The University of Virginia's single sanction Honor System keeps students from lying, cheating or stealing, but a new survey says only 40 percent of students would actually report an honor offense. The rest said they might not report an offense, or it would depend on the person involved.
"It doesn't surprise me at all that students would think twice before reporting an honor offense," said UVA professor Lou Bloomfield.
In 2001, a student approached Bloomfield about an incident of cheating in his class. Two of her friends had turned in papers that they had plagiarized from students from previous semesters. He wrote a computer program to find the recycled papers and got a surprising result.
He found 70 repeated papers over several semesters. Bloomfield went to the Honor Committee, and two years of investigations and honor trials ensued. When the dust had settled, 48 students had turned themselves in and had either left the university voluntarily, had been asked to leave, or had their degrees revoked.
Bloomfield said some of the students were career cheaters, and did not belong at the university. Others were good students who made one unfortunate decision.
"Some of these students, they made a mistake," he said, "but permanent expulsion from the university wasn't the appropriate consequence."
Students agree. The survey says the number one deterrent for reporting an offense was that it wasn't serious enough for the single sanction policy.
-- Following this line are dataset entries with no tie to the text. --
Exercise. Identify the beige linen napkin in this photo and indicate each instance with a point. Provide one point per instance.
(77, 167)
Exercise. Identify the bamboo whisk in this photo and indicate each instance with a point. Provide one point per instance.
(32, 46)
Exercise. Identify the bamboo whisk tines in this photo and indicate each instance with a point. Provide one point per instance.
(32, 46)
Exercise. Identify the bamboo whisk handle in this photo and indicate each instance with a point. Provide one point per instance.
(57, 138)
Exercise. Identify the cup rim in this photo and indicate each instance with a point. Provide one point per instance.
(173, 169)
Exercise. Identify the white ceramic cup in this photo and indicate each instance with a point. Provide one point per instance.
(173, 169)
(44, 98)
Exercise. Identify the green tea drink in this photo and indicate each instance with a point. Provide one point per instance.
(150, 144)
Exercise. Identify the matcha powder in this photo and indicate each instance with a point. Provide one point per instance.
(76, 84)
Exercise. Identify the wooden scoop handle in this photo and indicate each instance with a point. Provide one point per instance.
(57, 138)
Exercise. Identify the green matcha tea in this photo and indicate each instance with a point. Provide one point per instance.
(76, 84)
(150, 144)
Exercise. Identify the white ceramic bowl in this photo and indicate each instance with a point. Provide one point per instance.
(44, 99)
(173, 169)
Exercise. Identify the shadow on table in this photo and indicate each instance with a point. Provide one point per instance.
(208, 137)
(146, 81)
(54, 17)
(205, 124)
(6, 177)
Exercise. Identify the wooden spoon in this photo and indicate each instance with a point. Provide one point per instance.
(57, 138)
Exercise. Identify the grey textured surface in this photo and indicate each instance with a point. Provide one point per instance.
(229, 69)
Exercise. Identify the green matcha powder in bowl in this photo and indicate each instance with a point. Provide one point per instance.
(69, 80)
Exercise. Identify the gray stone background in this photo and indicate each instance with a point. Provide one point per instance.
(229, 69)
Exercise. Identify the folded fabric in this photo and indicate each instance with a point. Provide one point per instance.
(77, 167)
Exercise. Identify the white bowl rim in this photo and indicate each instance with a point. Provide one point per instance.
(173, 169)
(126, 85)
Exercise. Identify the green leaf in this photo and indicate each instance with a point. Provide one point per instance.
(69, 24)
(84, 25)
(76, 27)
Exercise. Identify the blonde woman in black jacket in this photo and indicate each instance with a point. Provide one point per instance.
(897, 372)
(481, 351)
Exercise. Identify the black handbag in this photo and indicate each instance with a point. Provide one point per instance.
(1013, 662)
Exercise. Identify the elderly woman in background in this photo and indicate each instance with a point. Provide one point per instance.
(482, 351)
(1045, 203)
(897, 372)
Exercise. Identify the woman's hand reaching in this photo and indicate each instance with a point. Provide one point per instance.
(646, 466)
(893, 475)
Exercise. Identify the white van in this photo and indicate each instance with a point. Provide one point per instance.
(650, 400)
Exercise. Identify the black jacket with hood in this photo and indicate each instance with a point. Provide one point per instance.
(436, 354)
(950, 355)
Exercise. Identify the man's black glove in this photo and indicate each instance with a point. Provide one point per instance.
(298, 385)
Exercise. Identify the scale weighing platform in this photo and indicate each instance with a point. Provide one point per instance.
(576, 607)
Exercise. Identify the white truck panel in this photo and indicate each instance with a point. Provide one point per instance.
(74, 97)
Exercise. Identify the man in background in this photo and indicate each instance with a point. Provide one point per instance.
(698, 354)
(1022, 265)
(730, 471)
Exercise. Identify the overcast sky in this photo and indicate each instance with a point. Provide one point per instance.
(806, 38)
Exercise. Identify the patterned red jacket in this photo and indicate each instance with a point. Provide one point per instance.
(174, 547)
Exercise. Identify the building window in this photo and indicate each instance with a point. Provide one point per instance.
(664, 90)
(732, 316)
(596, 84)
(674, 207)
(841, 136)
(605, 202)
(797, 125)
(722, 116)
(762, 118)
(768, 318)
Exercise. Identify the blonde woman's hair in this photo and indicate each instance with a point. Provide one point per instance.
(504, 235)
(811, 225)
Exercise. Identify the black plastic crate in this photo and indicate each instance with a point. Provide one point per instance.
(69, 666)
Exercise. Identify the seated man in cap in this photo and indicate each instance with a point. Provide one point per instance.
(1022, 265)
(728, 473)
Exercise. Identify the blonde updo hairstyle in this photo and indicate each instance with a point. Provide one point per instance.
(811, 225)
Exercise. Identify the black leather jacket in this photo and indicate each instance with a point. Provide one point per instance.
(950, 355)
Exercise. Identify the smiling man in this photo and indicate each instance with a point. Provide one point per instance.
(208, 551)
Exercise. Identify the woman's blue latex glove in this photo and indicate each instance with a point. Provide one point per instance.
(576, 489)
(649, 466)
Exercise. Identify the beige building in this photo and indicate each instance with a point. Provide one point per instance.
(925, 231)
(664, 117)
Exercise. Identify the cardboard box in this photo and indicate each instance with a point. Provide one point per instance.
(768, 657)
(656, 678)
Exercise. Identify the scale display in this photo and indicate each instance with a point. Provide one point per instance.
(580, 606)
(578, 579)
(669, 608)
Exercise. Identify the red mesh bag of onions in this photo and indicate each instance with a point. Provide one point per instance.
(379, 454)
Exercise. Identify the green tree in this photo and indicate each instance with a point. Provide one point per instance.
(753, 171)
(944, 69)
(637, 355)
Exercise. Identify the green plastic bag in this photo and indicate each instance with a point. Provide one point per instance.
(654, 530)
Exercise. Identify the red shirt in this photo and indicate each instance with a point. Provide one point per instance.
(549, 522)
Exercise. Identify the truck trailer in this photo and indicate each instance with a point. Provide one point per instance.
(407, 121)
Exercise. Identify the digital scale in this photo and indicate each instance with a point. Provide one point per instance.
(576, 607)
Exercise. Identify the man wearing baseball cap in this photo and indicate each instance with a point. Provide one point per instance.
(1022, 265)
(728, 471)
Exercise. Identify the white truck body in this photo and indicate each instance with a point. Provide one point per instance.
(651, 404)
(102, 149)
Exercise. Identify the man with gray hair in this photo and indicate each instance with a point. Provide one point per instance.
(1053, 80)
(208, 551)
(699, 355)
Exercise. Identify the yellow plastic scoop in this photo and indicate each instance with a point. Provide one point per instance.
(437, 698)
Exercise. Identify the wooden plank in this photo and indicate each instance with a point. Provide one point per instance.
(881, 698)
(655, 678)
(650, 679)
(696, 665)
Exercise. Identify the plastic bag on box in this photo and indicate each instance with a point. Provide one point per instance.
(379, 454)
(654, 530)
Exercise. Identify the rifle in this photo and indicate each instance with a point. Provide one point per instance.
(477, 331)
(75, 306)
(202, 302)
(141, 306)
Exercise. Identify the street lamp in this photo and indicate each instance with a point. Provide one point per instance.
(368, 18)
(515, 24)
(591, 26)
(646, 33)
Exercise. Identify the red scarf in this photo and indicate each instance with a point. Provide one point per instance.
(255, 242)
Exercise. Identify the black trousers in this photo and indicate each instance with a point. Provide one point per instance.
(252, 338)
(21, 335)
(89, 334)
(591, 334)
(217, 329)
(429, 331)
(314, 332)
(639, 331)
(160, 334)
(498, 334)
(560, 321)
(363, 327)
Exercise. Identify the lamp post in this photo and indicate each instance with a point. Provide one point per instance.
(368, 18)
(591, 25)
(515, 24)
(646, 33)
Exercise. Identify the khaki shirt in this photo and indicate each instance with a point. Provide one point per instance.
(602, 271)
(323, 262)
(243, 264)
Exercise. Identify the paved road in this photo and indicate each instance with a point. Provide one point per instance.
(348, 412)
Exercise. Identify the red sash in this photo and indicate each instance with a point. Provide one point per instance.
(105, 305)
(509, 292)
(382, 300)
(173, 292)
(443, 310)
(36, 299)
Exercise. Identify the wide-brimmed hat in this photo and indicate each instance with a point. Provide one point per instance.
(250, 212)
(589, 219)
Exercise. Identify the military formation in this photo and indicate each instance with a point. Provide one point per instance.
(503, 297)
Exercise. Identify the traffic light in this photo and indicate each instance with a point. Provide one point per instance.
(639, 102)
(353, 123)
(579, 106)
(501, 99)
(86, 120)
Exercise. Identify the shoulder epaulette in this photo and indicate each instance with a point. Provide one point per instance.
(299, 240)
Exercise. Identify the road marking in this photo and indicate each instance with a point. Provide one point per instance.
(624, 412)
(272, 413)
"I don't think many would want to be responsible for getting someone essentially kicked out of school for something that maybe was a mistake, maybe wasn't," said fourth-year student Nick Everington. "But it's too big a decision for one student to make."
Once an infraction is reported, the decision is made by a jury of UVA students.
Fourth-year student Al Koroma reported an honor offense to a professor, but stopped short of going to the Honor Committee.
"This could have been the one time where he just felt he needed extra help," said Koroma, "and you know, what if I was the reason why he lost his entire scholarship?"
Still, Koroma has faith in the community of trust. He says he sees the value in the honor system and trusts his fellow students, even if the system is not always effective. In fact, three quarters of the 1,250 students surveyed said they had positive feelings about the system.
The chair of the Honor Committee, Stephen Nash, pointed out the benefits of the system.
"I am able to leave my laptop unattended in the library, leave my door open every single day, and feel, as well as the vast majority of students, that I've received benefits and privileges due to this community of trust," said Nash. "And to me, that's the metric in how the system is working - not necessarily if every single student is reported by a professor or by a fellow student."
Nash also said the survey is an opportunity to see where the system can improve. The survey is a part of Honor System's Education and Engagement campaign. Members of the community can weigh in every Wednesday at 7 p.m. at Honor meetings on the lawn.
The Honor System is run by students, and Nash said it is theirs to change. Bloomfield said that the idea that the current system can be effective is wishful thinking.
"It's a wonderful cultural icon and it probably does help keep the honest students honest but the students who are determined to cheat for whatever reason will misbehave," he said.